Suppose for all $n \in \mathbb{N}$ $\lvert{a_n}\rvert \ge \lvert{b_n}\rvert$ and also $\lim_{n \to \infty} \lvert a_n \rvert = 0$ . What we can say about $\lim_{n \to \infty} b_n$ ? I think the answer is zero but I can't prove it using definition .

Answer 1

True, and you should be able to prove this via the sandwich (squeeze) theorem. I would use $\vert a_n \vert$ as one of your bounds, can you think of the other?

Answer 2

Suppose by contradiction that $b_n$ doesn’t tend to $0$ as $n \to \infty$.
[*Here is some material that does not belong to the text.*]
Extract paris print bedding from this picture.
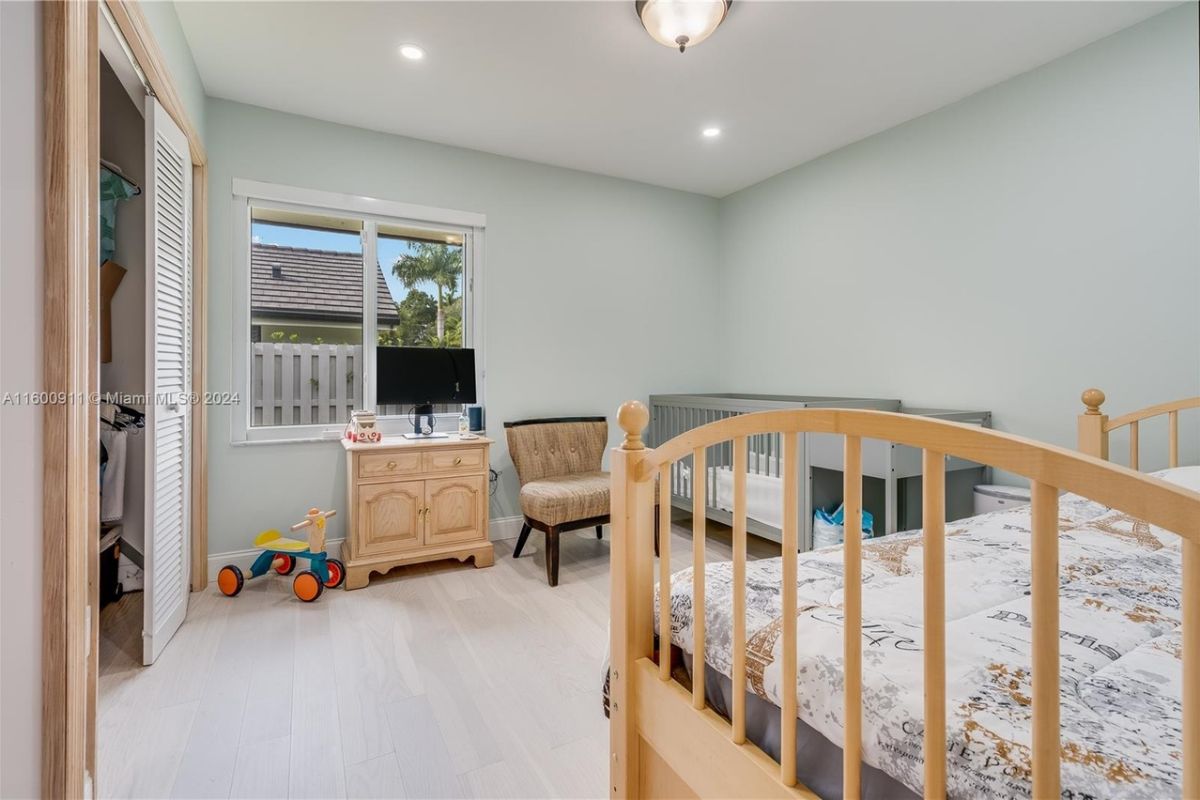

It means that there is an $\epsilon > 0$ such that :

$$\exists (a_i)_{i \in \mathbb{N}}, a_i < a_{i +1}, \forall i, \mid b_{a_i}\mid >\epsilon$$

But since $a_n \to 0$, we can find an $N$ such that :

$$\forall n > N, \mid a_n\mid < \epsilon$$

And since : $\forall n, \mid a_n \mid \leq \mid b_n \mid$, then in particular we have :

$$\forall n > N, \epsilon >\mid a_n \mid \geq \mid b_n \mid$$

Hence it contradicts the existence of the sequence $(a_i)_{ i \in \mathbb{N}}$, so $b_n \to 0$.

Answer 3

One way is the next: since $|a_n| - |b_n| \geq 0$ for all $n = 1 , 2 , \ldots$, then $\lim_{n \to \infty} (|a_n| - |b_n|) \geq 0$. Using the basic properties about limits and the fact $\lim_{n \to \infty} |a_n| = 0$, the last inequality is equivalent to $- \lim_{n \to \infty} |b_n| \geq 0$. It implies automatically that $\lim_{n \to \infty} b_n = 0$.